Here’s where things really fall apart.
It’s real! It’s your fault! It’s here now! It’s urgent! We can ‘do “something”‘! We must. Act. Now. (!!!) Oh. And it’s a moral issue. All of which makes the political/alarmist class’s response one of highly dubious morality, as you shall see.
Such are the perils of hysteric, always doubling-down overreach on something that — having become (as this related story affirms) a political issue — cannot tolerate uncertainty (especially with its price tag and intrusive power grabs), which in turn prompted exaggerated threats and claims of certainty which themselves do not withstand a moment’s scrutiny.
You see, nothing ever proposed would detectably impact climate. According to the very same car alarms shrieking their demands for those same panaceas. Even accepting all of the models and all of their assumptions. And all other assumptions, like that Kyoto really would work, and cap-and-trade really would, now, for the first time, result not in “offset” schemes but actual emission reductions. Even buying all of that fairy tale, nothing ever proposed would detectably impact the climate. It is unreasonable therefore to assume the issue is the issue, that this is about ‘climate’.

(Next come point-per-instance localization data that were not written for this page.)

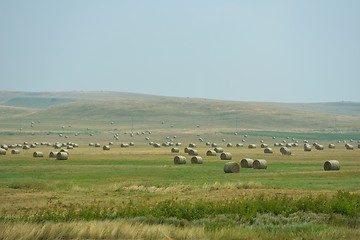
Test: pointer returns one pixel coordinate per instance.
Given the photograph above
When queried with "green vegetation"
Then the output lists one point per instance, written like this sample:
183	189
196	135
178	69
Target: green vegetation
138	192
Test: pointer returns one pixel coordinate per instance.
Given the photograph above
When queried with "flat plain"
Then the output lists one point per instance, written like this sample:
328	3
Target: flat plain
137	192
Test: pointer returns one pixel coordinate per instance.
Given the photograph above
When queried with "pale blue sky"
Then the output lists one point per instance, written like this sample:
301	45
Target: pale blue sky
275	51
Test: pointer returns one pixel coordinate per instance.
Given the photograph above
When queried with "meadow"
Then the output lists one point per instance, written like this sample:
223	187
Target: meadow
137	192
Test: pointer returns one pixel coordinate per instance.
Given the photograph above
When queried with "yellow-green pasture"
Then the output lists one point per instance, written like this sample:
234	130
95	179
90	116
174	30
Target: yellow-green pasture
142	175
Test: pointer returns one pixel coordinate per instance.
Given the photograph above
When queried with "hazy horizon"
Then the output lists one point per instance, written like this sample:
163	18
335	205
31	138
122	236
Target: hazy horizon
264	51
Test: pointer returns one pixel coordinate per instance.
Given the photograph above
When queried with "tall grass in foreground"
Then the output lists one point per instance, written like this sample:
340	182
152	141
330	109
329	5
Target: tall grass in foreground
121	229
341	209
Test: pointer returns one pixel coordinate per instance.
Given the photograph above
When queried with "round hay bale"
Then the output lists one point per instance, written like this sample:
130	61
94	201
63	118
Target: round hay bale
179	160
57	146
4	146
225	156
246	163
210	153
307	147
38	154
53	154
231	167
331	146
15	151
268	150
175	150
218	150
2	151
187	149
62	156
349	146
288	145
285	151
330	165
319	147
193	152
260	164
196	160
64	150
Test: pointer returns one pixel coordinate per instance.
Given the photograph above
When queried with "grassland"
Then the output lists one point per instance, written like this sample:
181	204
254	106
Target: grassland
138	192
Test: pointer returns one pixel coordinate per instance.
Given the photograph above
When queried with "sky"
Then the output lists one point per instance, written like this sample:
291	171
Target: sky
245	50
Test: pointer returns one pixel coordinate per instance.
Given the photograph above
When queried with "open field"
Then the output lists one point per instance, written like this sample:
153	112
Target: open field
94	188
138	192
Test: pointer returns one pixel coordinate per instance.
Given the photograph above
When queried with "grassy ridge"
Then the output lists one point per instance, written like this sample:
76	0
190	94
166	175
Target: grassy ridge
166	113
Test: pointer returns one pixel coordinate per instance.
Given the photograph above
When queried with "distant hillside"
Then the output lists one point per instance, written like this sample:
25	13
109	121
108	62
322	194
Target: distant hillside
126	110
337	108
46	99
192	113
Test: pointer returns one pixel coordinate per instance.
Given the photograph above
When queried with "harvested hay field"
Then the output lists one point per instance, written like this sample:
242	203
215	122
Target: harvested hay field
110	188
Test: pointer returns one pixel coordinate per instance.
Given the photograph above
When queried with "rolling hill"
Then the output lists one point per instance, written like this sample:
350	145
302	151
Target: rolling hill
126	110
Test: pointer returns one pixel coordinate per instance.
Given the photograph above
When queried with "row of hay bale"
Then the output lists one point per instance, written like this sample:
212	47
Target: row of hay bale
234	167
182	160
62	155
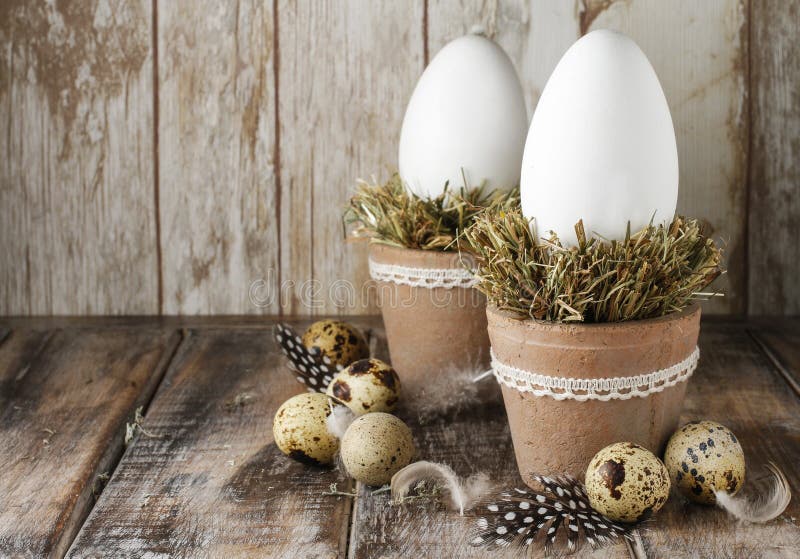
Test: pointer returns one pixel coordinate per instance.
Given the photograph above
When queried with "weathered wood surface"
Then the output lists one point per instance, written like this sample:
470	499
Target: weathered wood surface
193	157
737	385
780	341
471	440
346	72
206	477
64	398
774	250
77	211
209	480
698	50
217	156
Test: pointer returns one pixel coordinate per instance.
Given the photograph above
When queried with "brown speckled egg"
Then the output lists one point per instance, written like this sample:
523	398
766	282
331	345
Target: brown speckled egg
626	482
301	431
339	342
703	457
375	447
367	385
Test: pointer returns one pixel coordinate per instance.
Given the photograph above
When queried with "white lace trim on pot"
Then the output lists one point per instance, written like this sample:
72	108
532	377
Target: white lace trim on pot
422	277
603	389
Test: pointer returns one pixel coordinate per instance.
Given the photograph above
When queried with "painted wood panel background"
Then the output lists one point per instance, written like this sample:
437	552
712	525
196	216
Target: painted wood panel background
192	157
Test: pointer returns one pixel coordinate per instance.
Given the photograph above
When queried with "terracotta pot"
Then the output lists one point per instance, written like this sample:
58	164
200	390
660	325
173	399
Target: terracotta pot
430	331
560	436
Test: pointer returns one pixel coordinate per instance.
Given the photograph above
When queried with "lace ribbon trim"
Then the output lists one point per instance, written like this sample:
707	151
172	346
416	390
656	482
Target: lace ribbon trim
422	277
603	389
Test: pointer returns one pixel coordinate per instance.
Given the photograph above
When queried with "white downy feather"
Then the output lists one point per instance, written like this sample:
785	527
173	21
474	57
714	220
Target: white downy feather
762	509
464	493
339	420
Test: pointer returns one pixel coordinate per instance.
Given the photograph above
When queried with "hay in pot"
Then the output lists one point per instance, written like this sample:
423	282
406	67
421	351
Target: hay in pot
652	272
390	214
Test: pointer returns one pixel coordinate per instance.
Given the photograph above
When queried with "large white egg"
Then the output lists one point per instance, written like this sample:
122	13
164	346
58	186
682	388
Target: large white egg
466	113
601	145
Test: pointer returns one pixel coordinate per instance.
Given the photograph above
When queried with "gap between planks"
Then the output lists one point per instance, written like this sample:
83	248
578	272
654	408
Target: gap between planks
117	449
781	369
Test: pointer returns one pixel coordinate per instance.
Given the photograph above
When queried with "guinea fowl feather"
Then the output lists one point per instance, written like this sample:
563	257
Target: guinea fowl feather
559	514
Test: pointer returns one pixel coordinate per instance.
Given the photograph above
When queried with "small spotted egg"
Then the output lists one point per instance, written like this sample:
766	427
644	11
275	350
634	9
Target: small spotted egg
626	482
338	341
375	447
301	432
366	385
703	457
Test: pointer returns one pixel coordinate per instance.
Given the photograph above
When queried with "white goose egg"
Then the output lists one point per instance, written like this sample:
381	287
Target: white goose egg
601	145
467	113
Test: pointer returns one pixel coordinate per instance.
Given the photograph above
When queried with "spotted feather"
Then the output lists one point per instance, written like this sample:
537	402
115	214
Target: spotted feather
559	516
311	368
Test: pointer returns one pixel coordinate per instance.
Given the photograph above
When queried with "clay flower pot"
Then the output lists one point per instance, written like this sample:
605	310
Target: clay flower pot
560	414
435	320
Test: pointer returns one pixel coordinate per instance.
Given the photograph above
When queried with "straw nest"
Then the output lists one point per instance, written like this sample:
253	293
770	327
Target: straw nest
650	273
389	213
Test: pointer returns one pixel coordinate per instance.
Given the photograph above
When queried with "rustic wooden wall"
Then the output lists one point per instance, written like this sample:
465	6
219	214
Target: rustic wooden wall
192	157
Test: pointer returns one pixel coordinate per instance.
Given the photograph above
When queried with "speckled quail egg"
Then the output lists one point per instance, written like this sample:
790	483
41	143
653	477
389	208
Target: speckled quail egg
626	482
301	432
367	385
703	457
375	447
338	341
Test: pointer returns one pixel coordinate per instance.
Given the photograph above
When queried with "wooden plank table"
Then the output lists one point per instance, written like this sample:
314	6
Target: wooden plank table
202	476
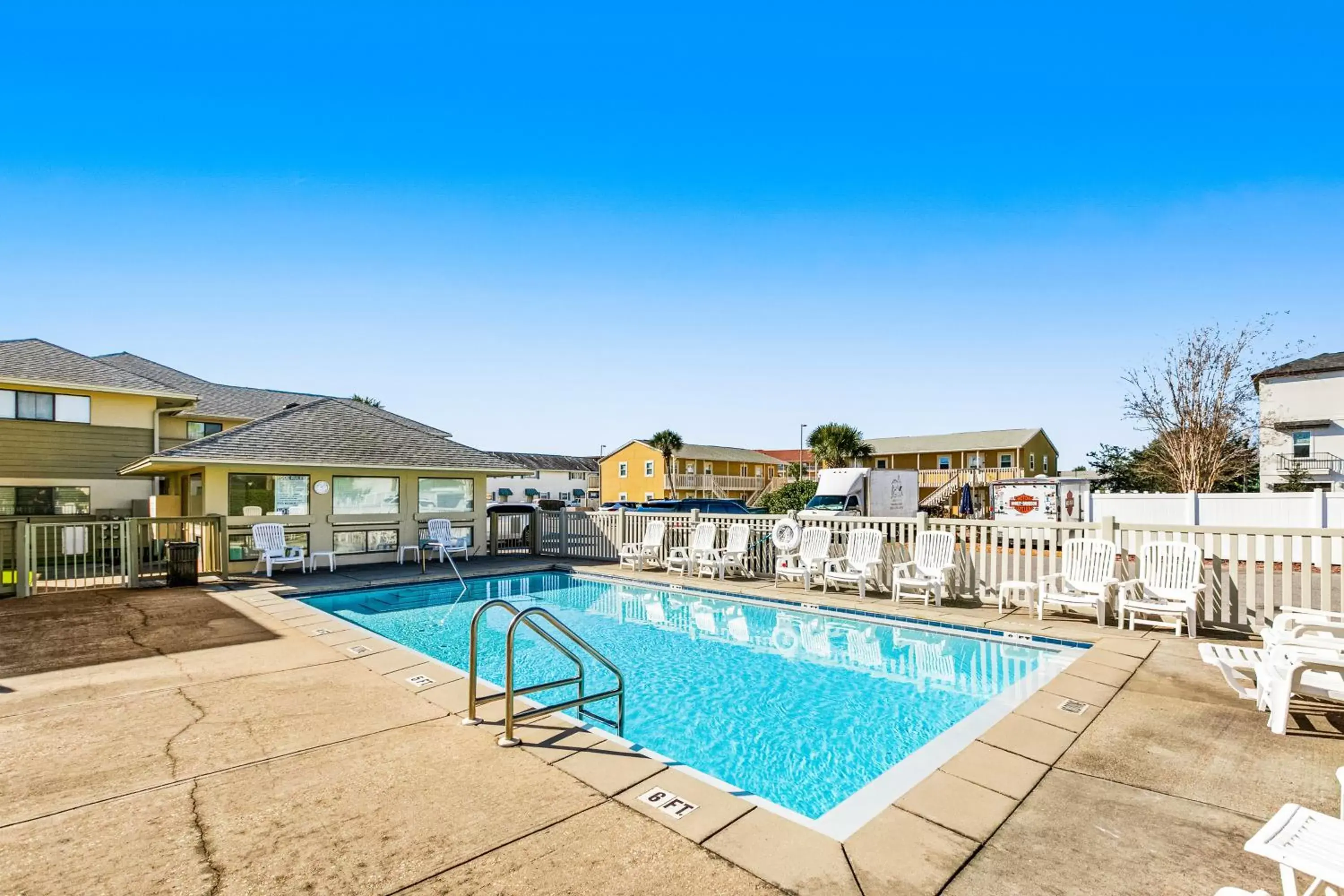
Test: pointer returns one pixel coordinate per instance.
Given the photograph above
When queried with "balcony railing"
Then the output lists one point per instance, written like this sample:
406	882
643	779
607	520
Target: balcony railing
972	474
722	482
1319	464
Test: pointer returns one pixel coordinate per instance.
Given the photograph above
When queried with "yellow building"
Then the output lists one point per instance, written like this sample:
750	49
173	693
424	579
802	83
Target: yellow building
635	472
948	461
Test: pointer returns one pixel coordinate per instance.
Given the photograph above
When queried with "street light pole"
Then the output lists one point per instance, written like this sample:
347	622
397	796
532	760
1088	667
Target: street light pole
801	428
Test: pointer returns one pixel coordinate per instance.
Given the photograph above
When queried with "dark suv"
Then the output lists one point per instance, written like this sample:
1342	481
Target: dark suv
703	505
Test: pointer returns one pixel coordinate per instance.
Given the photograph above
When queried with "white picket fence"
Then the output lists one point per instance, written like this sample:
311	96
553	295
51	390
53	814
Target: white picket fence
1250	573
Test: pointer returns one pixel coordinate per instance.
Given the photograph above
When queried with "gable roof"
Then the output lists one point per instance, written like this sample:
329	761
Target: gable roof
550	461
1316	365
979	441
215	400
39	362
707	453
334	432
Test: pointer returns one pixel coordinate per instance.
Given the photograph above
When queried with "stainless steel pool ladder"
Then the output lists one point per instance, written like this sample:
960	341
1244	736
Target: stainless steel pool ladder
511	718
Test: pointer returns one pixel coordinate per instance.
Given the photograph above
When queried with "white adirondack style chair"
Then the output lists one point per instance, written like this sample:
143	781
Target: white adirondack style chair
814	551
732	556
441	539
269	540
1086	579
650	550
685	558
861	562
928	574
1168	585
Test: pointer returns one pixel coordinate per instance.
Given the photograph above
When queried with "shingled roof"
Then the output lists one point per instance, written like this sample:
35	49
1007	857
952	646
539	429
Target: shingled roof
215	400
38	361
1316	365
335	432
550	461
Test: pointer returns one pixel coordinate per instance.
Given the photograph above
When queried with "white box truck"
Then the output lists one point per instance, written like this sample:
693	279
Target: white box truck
1045	497
857	491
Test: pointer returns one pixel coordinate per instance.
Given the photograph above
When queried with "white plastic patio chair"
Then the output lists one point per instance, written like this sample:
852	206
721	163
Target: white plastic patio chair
861	562
650	550
269	540
1086	579
1305	673
1295	625
685	558
814	551
929	573
732	556
441	539
1168	585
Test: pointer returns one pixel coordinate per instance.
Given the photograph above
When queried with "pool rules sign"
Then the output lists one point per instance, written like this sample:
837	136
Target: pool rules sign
668	802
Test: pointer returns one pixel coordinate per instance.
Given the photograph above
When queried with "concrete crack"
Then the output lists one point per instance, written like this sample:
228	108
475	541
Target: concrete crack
201	714
217	874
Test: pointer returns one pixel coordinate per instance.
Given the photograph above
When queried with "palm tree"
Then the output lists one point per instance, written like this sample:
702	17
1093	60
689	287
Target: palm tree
668	444
838	445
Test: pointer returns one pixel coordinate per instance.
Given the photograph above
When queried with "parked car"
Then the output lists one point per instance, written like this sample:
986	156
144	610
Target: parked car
703	505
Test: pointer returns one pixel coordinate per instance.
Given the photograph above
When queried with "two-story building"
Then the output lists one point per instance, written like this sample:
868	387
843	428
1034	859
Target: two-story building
951	460
1301	426
69	424
635	472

At very best, assuming it isn’t about what it would do, that this isn’t “the issue isn’t the issue” Alinkyism in practice, this agenda and all of its constituent parts amount to a gesture. The world’s most expensive, heartless, gesture and a disastrous power grab. But a gesture, nonetheless.
Such gestures are not conservative. And if there ever were a time for such gestures, now is not it.